Un crime dénoncé devant la justice
"Sous la menace constante de perdre leur compte et donc leur seul revenu", résume l'avocat. Il pointe également le rôle des algorithmes des plateformes, qui exploitent selon lui la vulnérabilité des travailleurs de manière systématique.
Des travailleurs pris au piège
Me Laforcade formule une conclusion sans ambiguïté : "À partir du moment où le système économique est allé jusqu'à piocher dans une main-d'œuvre qui n'a pas d'autre choix que d'accepter des conditions que tout autre être humain ne pourrait pas accepter, seule la justice peut y mettre un terme."
Le profil des livreurs concernés est décrit par Circé Liénart, coordinatrice de la Maison des coursiers de Paris, dans le 10e arrondissement. Elle évoque "une population à majorité étrangère, souvent sans-papiers, ou avec des titres de séjour de courte durée". Chaque jour, des dizaines de livreurs s'y arrêtent pour se faire aider dans leurs démarches administratives, consulter une infirmière ou simplement faire une pause. Ils y témoignent du cercle vicieux dans lequel les plongent ces plateformes, qui en profitent pour leur imposer des courses très mal rémunérées.
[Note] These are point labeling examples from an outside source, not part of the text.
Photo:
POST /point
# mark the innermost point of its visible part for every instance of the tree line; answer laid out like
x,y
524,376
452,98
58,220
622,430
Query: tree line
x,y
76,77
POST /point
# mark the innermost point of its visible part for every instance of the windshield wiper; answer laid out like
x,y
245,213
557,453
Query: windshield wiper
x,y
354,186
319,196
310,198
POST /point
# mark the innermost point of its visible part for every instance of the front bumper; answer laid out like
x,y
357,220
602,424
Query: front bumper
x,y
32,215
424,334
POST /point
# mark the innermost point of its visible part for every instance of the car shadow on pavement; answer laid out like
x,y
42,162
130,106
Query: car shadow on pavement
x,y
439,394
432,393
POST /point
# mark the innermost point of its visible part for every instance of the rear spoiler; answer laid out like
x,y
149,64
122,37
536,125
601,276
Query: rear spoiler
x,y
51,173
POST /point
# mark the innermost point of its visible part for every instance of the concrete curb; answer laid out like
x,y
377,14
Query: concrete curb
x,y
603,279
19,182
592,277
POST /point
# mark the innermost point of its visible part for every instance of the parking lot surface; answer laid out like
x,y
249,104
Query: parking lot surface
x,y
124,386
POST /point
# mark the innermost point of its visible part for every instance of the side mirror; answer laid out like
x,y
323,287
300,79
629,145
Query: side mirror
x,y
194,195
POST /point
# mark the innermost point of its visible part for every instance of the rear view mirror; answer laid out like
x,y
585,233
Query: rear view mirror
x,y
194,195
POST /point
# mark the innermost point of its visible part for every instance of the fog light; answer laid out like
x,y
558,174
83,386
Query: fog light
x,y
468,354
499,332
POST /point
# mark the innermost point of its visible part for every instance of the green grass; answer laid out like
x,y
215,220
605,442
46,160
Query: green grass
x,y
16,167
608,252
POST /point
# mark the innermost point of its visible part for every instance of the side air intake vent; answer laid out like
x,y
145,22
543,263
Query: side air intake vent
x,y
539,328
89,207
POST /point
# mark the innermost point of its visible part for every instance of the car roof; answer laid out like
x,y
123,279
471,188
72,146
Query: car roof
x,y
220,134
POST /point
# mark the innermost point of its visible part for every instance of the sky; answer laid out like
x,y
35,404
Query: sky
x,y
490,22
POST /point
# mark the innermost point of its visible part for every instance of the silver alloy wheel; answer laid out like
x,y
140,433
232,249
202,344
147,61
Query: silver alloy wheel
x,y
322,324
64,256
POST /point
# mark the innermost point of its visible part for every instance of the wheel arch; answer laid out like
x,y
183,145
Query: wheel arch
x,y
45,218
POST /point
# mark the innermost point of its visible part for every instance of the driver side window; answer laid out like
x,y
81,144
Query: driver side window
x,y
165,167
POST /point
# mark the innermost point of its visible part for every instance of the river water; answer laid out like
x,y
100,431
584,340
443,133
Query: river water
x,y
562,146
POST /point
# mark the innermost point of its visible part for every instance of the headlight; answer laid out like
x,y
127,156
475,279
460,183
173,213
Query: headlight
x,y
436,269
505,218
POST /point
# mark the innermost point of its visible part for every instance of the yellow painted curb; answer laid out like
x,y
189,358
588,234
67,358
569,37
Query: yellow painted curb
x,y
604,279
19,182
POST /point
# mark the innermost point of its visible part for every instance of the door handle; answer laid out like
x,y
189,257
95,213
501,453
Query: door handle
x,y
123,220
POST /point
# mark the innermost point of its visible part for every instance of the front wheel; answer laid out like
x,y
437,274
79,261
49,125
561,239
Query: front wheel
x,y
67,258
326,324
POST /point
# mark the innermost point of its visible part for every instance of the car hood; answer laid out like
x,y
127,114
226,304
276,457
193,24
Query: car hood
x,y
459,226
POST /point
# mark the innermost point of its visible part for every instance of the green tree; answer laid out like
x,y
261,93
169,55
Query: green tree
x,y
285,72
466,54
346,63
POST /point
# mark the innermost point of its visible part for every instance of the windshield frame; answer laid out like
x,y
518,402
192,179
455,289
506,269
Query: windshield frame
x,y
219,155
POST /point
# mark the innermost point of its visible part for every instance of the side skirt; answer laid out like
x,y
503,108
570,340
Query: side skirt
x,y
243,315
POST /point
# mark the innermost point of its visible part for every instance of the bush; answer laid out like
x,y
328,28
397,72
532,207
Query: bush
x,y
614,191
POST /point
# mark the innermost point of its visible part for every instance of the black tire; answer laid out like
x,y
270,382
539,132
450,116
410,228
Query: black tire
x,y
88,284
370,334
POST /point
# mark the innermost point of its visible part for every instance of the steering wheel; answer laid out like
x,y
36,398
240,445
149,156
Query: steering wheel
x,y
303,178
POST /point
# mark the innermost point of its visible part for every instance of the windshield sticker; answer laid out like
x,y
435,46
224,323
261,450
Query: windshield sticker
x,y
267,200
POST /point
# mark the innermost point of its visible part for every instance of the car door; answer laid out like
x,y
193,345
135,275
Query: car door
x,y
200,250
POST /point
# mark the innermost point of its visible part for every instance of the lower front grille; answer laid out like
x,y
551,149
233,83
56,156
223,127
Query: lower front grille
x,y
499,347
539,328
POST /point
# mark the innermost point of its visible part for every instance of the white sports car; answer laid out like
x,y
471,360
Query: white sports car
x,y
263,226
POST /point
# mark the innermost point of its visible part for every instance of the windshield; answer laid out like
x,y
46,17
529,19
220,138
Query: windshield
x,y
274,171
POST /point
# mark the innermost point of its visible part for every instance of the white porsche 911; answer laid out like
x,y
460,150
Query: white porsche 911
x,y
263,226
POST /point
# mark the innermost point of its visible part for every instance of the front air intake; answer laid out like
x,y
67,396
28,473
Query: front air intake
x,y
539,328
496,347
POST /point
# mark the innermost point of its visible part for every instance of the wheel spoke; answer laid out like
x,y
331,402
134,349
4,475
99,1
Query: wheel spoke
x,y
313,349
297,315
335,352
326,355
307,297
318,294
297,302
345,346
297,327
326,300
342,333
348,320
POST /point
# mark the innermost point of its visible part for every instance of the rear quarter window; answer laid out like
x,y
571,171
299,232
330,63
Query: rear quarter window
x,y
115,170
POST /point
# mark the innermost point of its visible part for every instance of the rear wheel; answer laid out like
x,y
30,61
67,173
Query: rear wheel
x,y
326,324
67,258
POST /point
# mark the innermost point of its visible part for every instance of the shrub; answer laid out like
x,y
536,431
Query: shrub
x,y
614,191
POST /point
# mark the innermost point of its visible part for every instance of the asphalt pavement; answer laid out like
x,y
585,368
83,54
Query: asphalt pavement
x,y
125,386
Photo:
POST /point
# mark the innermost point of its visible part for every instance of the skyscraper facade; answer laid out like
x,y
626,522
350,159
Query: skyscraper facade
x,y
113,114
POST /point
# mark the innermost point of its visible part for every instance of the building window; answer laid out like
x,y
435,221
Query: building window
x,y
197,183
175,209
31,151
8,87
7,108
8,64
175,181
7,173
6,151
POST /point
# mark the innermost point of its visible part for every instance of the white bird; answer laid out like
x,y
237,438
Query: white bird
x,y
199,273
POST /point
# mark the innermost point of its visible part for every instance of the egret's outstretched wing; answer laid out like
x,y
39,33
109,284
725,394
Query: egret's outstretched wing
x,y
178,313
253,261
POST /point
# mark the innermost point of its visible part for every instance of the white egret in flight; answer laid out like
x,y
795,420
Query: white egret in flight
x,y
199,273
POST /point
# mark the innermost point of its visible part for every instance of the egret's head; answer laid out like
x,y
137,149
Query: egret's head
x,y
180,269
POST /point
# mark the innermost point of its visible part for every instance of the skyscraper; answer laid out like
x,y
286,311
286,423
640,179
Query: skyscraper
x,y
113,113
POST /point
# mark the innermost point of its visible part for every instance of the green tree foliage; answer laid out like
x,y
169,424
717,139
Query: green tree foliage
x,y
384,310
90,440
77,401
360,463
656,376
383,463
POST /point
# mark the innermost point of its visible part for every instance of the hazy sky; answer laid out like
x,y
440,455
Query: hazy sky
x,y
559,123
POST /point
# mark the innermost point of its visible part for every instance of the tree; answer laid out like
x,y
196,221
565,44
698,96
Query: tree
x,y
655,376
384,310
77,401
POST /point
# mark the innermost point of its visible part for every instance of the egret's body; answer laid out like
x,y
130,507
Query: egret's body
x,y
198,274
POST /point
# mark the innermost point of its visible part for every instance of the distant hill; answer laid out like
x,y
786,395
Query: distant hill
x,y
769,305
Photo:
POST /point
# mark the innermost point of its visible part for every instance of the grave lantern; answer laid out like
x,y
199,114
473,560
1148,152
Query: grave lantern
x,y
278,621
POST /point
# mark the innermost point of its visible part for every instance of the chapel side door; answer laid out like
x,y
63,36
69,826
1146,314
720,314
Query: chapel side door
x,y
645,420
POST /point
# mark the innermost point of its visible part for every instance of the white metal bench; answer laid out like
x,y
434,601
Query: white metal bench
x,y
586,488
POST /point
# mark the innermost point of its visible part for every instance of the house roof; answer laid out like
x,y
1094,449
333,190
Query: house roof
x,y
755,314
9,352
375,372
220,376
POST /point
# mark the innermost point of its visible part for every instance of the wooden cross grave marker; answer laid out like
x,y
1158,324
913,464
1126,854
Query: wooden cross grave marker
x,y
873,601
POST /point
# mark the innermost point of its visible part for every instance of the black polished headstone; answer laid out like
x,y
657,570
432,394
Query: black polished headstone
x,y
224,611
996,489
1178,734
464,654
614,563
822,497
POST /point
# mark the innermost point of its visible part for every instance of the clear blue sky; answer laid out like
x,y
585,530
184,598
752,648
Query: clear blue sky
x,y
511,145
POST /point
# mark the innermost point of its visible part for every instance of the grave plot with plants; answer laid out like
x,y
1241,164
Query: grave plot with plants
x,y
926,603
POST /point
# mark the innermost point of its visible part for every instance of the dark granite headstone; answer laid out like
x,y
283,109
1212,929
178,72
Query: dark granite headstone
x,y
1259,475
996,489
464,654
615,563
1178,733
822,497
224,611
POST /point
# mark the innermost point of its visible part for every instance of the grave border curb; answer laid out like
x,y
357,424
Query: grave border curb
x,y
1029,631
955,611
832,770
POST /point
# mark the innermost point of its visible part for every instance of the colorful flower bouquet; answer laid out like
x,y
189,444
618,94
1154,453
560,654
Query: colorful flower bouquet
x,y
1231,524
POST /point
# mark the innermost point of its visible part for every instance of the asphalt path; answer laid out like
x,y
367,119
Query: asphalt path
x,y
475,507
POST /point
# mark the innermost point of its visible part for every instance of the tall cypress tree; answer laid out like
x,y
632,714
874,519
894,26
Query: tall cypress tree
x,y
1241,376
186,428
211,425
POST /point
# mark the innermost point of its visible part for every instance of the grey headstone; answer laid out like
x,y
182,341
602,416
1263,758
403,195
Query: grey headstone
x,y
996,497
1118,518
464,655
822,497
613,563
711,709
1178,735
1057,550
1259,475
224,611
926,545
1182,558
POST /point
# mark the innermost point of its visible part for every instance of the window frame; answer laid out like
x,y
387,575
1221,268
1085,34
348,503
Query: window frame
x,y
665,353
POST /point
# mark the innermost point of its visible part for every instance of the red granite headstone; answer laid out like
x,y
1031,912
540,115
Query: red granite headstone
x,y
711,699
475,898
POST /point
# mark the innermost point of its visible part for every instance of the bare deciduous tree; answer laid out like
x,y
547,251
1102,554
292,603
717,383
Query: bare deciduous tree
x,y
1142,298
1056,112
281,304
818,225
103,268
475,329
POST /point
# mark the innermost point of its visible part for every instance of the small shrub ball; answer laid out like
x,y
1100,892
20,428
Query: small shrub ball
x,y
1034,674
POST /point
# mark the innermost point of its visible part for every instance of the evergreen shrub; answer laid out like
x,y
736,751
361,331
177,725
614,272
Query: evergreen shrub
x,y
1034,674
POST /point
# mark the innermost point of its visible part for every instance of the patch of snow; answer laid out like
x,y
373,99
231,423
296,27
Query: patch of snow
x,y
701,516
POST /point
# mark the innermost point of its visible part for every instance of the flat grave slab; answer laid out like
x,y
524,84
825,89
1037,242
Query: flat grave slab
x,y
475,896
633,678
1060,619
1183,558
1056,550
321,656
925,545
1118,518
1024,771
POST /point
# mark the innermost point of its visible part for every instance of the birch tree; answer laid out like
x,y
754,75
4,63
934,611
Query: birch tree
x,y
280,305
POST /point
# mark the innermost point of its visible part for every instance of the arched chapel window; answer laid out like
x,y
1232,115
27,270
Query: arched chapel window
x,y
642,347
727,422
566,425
Une double offensive judiciaire
En parallèle de la plainte au pénal, Me Thibault Laforcade engage également une action de groupe pour discrimination devant la justice civile. Cette démarche est elle aussi inédite. L'avocat espère qu'à son terme, chaque livreur concerné sera indemnisé pour les préjudices subis au quotidien.
Cette double procédure marque une escalade dans la contestation du statut d'indépendant imposé par les grandes plateformes de livraison. Deliveroo et Uber n'ont pas encore réagi publiquement à ces accusations.